There is always something supernatural–at least, to this writer’s mind–about an actor or actress being visible posthumously in a film. This curious feeling is accountable to the association of the image, no doubt, with the actuality of the person as he or she was known to have been. It seems that the moving image or shadow should not remain when the mortal substance that brought it to being no longer exists. This feeling is either endorsement of the illusory power of the screen or possibly it betokens the level of this writer’s mentality. But, for all that, it is a reaction which we rather suspect is common to most. And it probably is the human reflex from which “Spitfire” will now draw its most moving effect.
For actually this picture (now showing at the Rivoli) is but a fair motion picture, as motion pictures go. It is an unhurried, nonexplosive and generally sedate narrative report on a man who calmly and efficiently overcame official indifference and disdain in carrying out his dream of building, first, the speediest plane and then the fightingest one. It follows the career of Mitchell (as it is told to a bunch of RAF chaps during a rest in the Battle of Britain) from his first work on the Schneider Cup planes through his discovery that the Nazis were hammering air power and on to his death after finishing the Spitfire. And it emphasizes simply and quite modestly that this earnest, unassuming man, with his vision and inagination, was one of Britain’s immortal heroes.
There is question, first, whether Mitchell was quite the singular seer he is made to appear. Our understanding is that others in England were quite as sensitive to peril as was he, and that the Spitfire was actually designed to fulfull a semi-official request for an interceptor that would climb straight up. Mitchell didn’t have to sell it personally. At least, that’s what we understand. And, as a picture, “Spitfire” has its moments of almost tedious restraint. Apparently, Mr. Howard in making it was determined not to whoop it up, and as a consequence he leaned over backward to the point of monotony. His quiet delineation of a genius and a hero is cinematographically dull.
But that is peculiarly the quality in the picture which now gives it a strange appeal–that and the fact that fate has so recently played a final hand.
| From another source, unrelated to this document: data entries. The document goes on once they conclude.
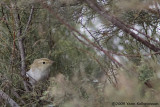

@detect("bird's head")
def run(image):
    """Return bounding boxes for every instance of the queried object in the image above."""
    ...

[30,58,54,72]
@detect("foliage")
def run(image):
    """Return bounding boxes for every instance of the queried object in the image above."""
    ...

[0,0,160,107]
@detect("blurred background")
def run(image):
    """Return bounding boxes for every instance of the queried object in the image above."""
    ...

[0,0,160,107]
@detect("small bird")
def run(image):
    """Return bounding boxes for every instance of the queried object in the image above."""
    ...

[26,58,54,86]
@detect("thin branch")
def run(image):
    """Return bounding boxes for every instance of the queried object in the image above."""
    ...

[85,0,160,52]
[23,5,34,36]
[38,0,123,66]
[0,90,20,107]
[12,3,29,91]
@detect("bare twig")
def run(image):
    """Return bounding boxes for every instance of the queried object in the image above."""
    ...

[38,0,122,66]
[23,5,34,36]
[0,90,20,107]
[12,3,29,91]
[85,0,160,52]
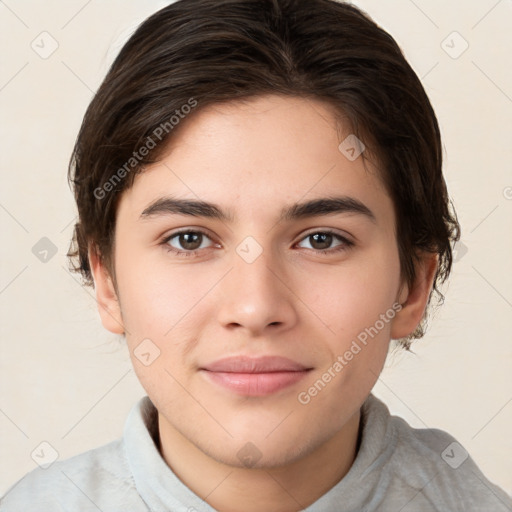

For Mr. Howard’s R.J. Mitchell in “Spitfire” is mostly Mr. Howard–or the character he has often played in pictures and which we have often admired–the studious, retiring fellow of a certain melancholy turn of mind which was sweetened by a quiet sense of humor and a deep-rooted self-respect. It was he in “Of Human Bondage,” “The Petrified Forest” and “Intermezzo.” Mr. Howard played the fellow in “Pygmalion,” “Mr. V” and as Ashley Wilkes in “Gone With the Wind.” And now, to see him in “Spitfire” seems almost too relevant for chance.
For Mr. Howard’s parting as Mitchell is too much like his own exit into the blue. The final fade-out of the picture on panes winging toward the clouds is prophetic. “Spitfire” is not the last picture which Mr. Howard has made before he was listed as missing. But it is the last one that we have seen. And if he had consciously designed it, he could not have given himself a more appropriate leave.